Pitching his vision for France’s relationship with the EU, Mr Zemmour rubbished President Macron’s quest for deeper European cooperation as a folly that put the needs of French citizens in the hands of an illegitimate Brussels elite.
“I want France to be in Europe, but I want France to come before Europe,” he said in a speech delivered on a wind-swept point near the northern port of Calais, from where thousands of illegal migrants try each year to reach Britain.
That meant winning back control of France’s frontiers, re-establishing the primacy of national law over European law and halting accession talks with states lying on the bloc’s eastern flank, Zemmour said.
“With me the European flag will never fly without the French Tricolor,” he said.
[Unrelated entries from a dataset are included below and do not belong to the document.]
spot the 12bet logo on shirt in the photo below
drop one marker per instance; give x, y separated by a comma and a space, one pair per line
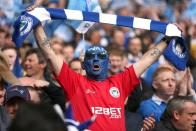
114, 92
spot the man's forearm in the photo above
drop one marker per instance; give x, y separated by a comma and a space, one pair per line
44, 44
149, 58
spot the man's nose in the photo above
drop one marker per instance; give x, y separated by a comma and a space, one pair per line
96, 58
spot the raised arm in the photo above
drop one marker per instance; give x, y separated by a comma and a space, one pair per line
44, 44
149, 58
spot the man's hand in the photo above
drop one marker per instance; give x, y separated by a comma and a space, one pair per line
148, 123
36, 4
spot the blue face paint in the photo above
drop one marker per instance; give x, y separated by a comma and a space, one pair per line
96, 63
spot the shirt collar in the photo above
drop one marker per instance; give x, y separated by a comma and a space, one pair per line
158, 100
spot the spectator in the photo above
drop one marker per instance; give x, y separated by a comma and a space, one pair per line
180, 115
87, 90
76, 65
13, 58
116, 58
164, 85
134, 49
14, 98
68, 52
35, 66
2, 37
43, 117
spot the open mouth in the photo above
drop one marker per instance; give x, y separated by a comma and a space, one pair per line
96, 67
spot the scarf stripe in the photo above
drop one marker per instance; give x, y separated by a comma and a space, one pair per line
28, 20
168, 29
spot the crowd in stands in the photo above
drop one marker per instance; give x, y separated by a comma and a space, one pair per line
164, 100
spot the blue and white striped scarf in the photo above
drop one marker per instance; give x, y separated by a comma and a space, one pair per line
28, 20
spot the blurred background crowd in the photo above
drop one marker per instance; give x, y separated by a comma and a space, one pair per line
126, 46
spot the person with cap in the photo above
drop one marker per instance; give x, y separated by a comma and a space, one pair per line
164, 86
14, 98
97, 93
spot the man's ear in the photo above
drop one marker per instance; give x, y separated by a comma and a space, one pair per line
43, 65
176, 115
154, 84
109, 64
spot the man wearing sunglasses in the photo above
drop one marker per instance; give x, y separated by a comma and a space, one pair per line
97, 94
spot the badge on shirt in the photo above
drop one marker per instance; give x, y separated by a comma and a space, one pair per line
114, 92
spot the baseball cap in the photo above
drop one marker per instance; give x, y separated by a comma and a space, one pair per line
17, 91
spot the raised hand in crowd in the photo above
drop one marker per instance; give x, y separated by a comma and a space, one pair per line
148, 123
36, 4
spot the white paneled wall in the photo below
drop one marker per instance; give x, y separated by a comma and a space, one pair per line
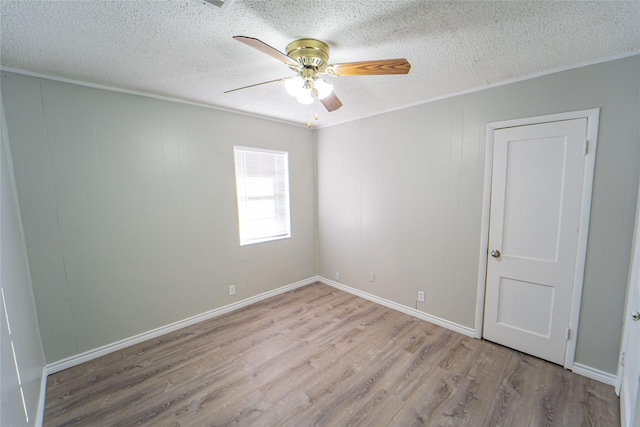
22, 357
400, 195
130, 211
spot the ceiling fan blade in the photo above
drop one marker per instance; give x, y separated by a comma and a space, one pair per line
265, 48
331, 102
370, 68
258, 84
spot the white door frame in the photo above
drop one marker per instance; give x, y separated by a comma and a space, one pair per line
592, 117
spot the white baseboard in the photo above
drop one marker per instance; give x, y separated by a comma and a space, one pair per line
595, 374
43, 394
78, 359
464, 330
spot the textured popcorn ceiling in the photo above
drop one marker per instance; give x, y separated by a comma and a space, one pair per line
183, 49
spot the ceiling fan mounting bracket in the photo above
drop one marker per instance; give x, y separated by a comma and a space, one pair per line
310, 53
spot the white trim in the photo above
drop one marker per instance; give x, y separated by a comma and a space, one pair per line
595, 374
434, 99
145, 94
464, 330
494, 85
43, 394
592, 116
78, 359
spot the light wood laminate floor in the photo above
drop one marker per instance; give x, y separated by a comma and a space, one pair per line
320, 356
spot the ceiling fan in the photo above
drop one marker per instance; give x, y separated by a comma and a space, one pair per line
309, 58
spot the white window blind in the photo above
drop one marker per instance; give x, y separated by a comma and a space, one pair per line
262, 183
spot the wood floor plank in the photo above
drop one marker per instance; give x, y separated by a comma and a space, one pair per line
317, 356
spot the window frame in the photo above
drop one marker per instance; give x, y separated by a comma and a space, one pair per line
281, 223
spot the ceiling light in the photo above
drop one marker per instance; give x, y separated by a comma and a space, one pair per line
305, 90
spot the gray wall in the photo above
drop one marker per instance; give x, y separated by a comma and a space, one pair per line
22, 328
130, 214
400, 195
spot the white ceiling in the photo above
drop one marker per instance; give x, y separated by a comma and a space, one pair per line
184, 50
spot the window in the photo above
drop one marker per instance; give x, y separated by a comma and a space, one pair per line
262, 183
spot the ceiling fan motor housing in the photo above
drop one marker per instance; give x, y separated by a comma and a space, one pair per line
310, 53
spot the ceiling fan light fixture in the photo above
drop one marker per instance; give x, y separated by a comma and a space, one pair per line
322, 88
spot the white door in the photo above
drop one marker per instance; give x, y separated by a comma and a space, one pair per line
630, 390
536, 200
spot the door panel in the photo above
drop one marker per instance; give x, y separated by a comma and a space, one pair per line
536, 197
630, 390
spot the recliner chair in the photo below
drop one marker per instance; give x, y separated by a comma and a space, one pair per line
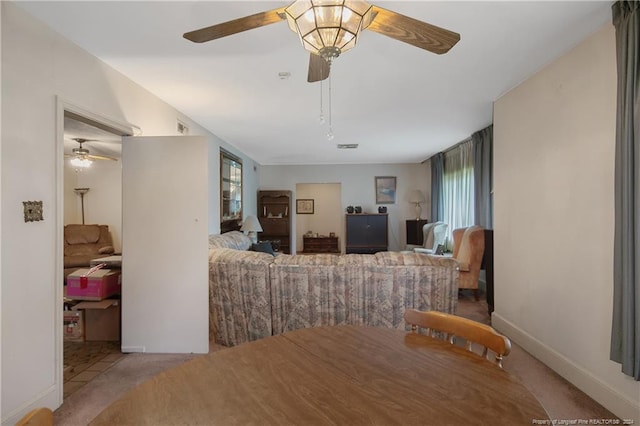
468, 249
434, 234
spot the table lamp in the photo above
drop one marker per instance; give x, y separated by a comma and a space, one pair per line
252, 226
416, 197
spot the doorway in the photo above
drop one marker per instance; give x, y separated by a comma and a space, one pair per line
90, 192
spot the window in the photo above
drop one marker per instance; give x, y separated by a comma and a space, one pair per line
458, 189
230, 191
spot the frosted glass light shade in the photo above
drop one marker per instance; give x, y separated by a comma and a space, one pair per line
328, 27
80, 162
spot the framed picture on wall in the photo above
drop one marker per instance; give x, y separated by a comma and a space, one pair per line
385, 189
304, 206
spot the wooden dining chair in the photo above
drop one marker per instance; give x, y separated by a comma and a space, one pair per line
452, 326
42, 416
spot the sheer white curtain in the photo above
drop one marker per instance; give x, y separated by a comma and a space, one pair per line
458, 189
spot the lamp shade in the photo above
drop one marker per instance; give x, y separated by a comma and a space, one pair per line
328, 27
251, 224
416, 196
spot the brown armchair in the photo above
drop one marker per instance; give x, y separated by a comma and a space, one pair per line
468, 249
83, 243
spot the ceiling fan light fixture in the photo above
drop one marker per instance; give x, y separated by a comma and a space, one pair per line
80, 162
328, 27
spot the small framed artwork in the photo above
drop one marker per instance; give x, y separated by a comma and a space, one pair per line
385, 189
304, 206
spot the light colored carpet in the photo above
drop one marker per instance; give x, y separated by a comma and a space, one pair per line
561, 399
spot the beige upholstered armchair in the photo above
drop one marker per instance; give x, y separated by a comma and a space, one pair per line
434, 234
468, 249
83, 243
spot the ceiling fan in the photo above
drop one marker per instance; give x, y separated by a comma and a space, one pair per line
328, 28
82, 158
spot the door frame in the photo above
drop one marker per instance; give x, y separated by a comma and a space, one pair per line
114, 126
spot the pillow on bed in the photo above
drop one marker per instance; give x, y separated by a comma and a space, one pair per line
264, 247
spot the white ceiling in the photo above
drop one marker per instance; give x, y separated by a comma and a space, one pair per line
401, 104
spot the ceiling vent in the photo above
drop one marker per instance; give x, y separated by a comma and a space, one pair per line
347, 145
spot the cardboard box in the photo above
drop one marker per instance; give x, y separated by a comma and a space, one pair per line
73, 326
101, 320
97, 286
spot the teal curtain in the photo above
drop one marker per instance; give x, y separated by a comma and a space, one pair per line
437, 171
483, 176
625, 333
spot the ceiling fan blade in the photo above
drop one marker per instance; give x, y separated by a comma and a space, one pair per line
100, 157
417, 33
236, 26
318, 68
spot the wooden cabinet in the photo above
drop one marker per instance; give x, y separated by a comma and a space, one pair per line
367, 233
274, 208
320, 245
414, 231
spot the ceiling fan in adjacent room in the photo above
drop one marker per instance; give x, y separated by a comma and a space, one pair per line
82, 158
328, 28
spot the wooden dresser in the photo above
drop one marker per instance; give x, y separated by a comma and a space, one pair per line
274, 208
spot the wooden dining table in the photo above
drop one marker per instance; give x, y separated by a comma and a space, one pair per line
340, 375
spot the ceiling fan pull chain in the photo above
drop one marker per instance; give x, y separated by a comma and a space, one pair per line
330, 134
321, 119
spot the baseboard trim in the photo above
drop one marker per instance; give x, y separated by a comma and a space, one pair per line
133, 349
608, 397
46, 398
Earlier this month, Macron’s opponents reacted furiously to his decision to fly the EU flag alone under the Arc de Triomphe to mark the beginning of France’s rotating presidency of the European Council.
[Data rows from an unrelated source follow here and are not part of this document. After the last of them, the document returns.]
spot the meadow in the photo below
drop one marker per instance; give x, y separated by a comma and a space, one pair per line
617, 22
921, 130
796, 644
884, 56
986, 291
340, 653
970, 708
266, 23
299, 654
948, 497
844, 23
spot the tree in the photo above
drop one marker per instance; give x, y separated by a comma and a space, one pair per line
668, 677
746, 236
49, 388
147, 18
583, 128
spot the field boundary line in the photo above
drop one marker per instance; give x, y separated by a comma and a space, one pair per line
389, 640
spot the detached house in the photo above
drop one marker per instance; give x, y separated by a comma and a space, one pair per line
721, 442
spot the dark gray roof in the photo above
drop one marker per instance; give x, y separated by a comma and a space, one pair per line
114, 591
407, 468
He said France should remain in the EU, the world’s largest trade bloc. But echoing arguments used by the ‘Leave’ campaign in Britain’s 2016 Brexit campaign, he denounced the destructive interference of a disconnected Brussels elite in the daily lives of European citizens.
Macron’s wish for a more sovereign, strategically autonomous Europe was fantasy, Mr Zemmour said.
“Macron’s Europe is a fictitious Europe,” he continued.
“Contrary to what he thinks, Europe is not a nation.”